= Europe Declaration =

The Europe Declaration, also known as the Charter of the Community, was a joint statement issued by the Foreign Ministers of Belgium, France, Italy, Luxembourg, the Netherlands, and West Germany in 1951. The Declaration was issued at the signing of the Treaty of Paris, which created the European Coal and Steel Community (ECSC) based on the Schuman Plan, on 18 April 1951.

The Europe Declaration said that the ECSC marked the birth of Europe as a political, economic and social entity, reflecting the principles that Robert Schuman had announced in the Schuman Declaration of 1950. It included the statement:

By the signature of this Treaty, the involved parties give proof of their determination to create the first supranational institution and that thus they are laying the true foundation of an organised Europe. This Europe remains open to all European countries that have freedom of choice. We profoundly hope that other countries will join us in our common endeavour.

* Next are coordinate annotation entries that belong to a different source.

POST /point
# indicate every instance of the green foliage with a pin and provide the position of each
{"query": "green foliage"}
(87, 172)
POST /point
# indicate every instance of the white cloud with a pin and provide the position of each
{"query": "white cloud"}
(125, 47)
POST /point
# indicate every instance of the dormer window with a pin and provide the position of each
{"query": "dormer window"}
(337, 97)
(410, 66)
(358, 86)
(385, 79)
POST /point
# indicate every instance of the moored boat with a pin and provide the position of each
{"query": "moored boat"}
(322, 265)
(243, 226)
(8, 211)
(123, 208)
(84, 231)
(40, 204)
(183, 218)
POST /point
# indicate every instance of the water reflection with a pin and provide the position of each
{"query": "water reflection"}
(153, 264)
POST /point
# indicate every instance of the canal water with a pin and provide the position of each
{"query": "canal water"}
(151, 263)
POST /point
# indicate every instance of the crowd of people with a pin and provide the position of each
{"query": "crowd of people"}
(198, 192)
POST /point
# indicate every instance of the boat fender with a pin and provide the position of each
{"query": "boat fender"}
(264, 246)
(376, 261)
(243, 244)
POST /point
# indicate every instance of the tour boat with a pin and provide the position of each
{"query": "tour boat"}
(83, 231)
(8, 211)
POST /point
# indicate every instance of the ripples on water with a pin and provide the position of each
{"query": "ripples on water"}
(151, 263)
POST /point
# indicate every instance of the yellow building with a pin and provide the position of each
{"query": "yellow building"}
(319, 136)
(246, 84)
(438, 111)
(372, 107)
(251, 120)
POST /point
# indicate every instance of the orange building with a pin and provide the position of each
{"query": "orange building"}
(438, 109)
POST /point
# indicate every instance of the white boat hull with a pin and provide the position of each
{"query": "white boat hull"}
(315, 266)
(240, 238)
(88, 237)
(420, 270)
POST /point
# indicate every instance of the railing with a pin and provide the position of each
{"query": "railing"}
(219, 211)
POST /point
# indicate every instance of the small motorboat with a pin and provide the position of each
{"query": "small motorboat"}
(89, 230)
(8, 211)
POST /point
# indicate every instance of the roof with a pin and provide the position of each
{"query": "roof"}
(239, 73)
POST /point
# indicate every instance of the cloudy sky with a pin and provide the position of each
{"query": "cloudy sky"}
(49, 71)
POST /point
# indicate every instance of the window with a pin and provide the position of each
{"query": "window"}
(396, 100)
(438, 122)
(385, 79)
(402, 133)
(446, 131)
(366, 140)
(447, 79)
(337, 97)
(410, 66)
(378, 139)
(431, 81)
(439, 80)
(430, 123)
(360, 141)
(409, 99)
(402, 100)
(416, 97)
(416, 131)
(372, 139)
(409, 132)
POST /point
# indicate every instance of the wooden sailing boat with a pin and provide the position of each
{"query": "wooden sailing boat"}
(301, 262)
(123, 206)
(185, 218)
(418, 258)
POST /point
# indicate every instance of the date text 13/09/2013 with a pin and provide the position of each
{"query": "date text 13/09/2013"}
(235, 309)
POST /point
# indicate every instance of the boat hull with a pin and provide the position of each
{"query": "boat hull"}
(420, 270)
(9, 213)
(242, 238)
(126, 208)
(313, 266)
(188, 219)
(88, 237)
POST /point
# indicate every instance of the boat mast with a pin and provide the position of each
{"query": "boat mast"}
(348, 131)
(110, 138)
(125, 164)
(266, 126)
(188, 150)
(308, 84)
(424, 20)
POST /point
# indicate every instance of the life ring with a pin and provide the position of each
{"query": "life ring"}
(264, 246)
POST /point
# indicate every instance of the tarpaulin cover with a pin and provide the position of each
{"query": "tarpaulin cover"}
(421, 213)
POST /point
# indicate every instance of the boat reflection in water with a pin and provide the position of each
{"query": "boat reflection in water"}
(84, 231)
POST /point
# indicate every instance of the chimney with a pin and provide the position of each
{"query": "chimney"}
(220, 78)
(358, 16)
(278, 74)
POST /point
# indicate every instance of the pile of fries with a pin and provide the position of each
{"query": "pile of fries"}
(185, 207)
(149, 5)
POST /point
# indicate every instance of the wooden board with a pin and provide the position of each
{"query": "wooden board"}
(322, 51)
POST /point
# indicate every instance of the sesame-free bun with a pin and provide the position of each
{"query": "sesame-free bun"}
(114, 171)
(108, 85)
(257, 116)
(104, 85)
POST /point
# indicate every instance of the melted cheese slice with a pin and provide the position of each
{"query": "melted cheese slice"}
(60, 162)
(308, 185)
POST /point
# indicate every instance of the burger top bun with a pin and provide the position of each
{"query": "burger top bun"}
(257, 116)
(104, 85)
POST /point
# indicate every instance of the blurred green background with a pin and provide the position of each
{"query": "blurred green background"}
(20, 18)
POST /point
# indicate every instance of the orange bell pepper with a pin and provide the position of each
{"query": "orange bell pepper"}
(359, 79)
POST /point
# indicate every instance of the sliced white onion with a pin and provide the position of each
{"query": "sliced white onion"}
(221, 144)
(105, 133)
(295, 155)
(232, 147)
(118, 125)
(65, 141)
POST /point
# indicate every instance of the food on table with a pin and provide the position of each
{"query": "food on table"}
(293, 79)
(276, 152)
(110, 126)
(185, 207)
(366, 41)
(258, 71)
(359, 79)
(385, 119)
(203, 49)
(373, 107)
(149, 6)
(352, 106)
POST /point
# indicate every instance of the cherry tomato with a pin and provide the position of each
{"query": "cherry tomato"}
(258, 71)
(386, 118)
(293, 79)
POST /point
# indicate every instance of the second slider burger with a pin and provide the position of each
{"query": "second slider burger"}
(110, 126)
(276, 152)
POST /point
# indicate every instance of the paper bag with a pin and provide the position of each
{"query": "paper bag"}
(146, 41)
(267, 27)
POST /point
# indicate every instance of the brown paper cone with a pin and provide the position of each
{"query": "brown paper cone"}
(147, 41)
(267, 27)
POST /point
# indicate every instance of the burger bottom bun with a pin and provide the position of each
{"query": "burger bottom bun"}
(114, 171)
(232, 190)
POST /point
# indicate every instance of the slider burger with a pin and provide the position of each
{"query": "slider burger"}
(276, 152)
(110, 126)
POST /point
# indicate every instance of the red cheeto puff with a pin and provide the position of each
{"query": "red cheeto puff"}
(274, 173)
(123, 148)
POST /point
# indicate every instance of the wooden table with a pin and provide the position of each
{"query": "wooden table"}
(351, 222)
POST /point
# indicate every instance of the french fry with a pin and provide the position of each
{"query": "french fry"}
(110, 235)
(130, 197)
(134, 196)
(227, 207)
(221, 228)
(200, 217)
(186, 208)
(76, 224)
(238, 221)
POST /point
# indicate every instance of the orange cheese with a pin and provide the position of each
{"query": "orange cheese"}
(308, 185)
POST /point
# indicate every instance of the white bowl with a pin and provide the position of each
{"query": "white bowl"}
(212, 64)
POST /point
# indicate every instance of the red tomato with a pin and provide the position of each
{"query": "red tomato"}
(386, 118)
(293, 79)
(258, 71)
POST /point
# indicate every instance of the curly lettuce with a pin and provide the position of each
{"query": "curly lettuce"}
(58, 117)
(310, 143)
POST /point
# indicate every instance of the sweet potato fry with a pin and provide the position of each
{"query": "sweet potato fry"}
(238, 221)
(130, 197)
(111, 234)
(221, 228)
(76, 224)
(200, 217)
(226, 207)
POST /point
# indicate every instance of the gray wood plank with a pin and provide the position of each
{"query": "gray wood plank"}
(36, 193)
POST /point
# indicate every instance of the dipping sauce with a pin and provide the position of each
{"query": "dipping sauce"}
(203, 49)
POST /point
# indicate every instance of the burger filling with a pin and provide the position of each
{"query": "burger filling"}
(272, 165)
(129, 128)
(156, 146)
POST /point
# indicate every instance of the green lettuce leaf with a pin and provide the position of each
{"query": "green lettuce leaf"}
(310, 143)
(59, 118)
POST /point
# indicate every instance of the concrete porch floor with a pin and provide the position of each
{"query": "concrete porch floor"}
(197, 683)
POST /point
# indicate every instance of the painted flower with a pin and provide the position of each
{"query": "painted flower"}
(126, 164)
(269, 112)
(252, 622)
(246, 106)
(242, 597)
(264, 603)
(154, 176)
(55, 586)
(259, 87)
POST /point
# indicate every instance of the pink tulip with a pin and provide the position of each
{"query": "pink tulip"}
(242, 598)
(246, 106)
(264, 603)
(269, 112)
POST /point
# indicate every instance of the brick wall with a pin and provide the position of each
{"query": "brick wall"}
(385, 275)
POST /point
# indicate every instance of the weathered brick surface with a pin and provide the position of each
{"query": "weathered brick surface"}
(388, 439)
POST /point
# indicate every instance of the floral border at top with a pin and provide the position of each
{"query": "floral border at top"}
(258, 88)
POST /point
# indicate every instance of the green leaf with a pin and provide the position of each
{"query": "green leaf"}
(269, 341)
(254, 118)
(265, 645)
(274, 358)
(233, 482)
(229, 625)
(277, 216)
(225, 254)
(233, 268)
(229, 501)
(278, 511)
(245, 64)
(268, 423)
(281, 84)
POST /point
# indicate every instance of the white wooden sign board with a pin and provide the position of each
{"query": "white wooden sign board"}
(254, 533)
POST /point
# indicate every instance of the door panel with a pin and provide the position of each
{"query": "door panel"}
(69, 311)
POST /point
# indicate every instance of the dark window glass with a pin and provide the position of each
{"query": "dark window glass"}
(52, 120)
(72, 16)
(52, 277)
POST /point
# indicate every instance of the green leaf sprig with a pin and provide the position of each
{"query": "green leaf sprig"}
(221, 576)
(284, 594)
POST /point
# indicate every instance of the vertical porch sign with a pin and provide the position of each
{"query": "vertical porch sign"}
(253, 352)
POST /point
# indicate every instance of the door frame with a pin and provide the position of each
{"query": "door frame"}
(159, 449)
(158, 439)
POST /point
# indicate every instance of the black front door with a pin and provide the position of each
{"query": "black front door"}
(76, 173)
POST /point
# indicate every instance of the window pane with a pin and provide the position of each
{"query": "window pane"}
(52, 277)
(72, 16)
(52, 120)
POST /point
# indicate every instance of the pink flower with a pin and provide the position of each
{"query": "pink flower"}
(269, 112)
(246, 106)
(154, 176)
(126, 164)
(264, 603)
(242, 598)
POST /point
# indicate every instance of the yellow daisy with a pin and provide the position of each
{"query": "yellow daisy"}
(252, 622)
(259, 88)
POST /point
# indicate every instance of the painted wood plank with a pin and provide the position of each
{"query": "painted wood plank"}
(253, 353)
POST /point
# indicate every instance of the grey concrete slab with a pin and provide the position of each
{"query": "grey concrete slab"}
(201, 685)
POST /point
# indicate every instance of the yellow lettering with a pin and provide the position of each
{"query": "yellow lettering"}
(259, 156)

The Declaration was signed by Konrad Adenauer (West Germany), Joseph Bech (Luxembourg), Robert Schuman (France), Count Carlo Sforza (Italy), Dirk Stikker and Jan van den Brink (Netherlands), and Paul van Zeeland and Joseph Meurice (Belgium). It was intended to remind future generations of their historic duty of uniting Europe based on liberty and democracy under the rule of law. Thus, the signers viewed the declaration as an important first step in the development of an integrated Europe.